As an advisory body, the Douglas County Food Policy Council (DCFPC) will serve as the principle implementation body for the Food System Plan. Staff members from Lawrence and Douglas County will support the DCFPC to accomplish its work. Once adopted, the DCFPC and staff will oversee an on-going process to:

  • Prioritize initiatives, including creating work timelines and identifying available resources.
  • Clarify responsibility for working on specific actions.
  • Assess progress and identify indicators to track progress.
  • Maintain community engagement, identifying community partners to collaborate with for specific initiatives — with particular attention to health equity and the sustainability of adopted policies, practices, and programs.
  • Ensure accountability in meeting goals and objectives.

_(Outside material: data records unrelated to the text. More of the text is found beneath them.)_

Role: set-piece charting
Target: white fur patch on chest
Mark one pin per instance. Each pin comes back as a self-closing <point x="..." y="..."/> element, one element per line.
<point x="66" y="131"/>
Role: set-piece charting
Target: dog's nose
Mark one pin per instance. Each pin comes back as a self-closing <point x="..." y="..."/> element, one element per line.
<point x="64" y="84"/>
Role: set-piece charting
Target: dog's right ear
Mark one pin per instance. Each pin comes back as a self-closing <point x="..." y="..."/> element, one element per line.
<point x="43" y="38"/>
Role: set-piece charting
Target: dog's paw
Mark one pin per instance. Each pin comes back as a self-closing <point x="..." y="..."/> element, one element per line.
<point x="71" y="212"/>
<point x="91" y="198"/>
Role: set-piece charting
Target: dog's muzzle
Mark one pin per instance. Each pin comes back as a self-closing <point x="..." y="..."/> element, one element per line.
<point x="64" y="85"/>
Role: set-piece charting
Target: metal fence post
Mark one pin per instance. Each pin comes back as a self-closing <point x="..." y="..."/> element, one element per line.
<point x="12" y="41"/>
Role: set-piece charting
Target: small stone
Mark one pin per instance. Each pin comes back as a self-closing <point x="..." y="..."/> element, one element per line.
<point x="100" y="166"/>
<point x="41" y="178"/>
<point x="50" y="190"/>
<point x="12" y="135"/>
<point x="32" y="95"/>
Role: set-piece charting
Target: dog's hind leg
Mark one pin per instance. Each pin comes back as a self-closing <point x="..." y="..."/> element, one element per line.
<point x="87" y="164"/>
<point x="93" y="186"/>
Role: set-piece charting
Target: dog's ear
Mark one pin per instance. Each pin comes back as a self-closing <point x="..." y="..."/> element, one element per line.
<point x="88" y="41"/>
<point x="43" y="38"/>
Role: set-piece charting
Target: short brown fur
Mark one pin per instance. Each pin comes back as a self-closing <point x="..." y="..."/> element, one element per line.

Nearly a year’s worth of community effort led to the creation of this plan. The DCFPC oversaw a robust community engagement process and conducted a secondary data review of our food system — from agricultural production to health to economic impact. The DCFPC collaborated closely with the Sunrise Project Community Coordinators, who assisted with targeted story collection within Lawrence. DCFPC staff also researched food systems planning examples in other communities.

Throughout the summer and fall of 2016, a wide range of community members helped identify needs, barriers, and topics of interest to address with this plan. The public engagement efforts included:

  • 13 focus groups with community organizations
  • 7 Community Coordinators reaching over more than 200 residents
  • 480 respondents to a Lawrence Listens survey
  • 5 public forums throughout Douglas County

Based upon community input and background data, the DCFPC and Community Coordinators came to consensus around five working goals, using the criteria framework described at right. From there, a draft plan was released to the public in January 2017, open for comments. Over the next five months, the groups worked with staff to review and refine the plan, including sharing it with elected officials and community partners. Technical assistance was provided during this review stage from PolicyLink and Public Health Law Center. Each step along the way informed the final plan before you today.

A set of 5 criteria was used to select the objectives and policies included in this draft.

  1. Need: Does this approach address an existing community barrier, resource gap, etc?
  2. Community Interest: Have we heard about this topic from the community?
  3. Impact: Do best practices suggest this approach could help us reach a goal?
  4. Feasibility & Funding: Could this really get done?
  5. Influence: Does this approach fall within the plan’s jurisdiction (City of Lawrence and Douglas County governments)?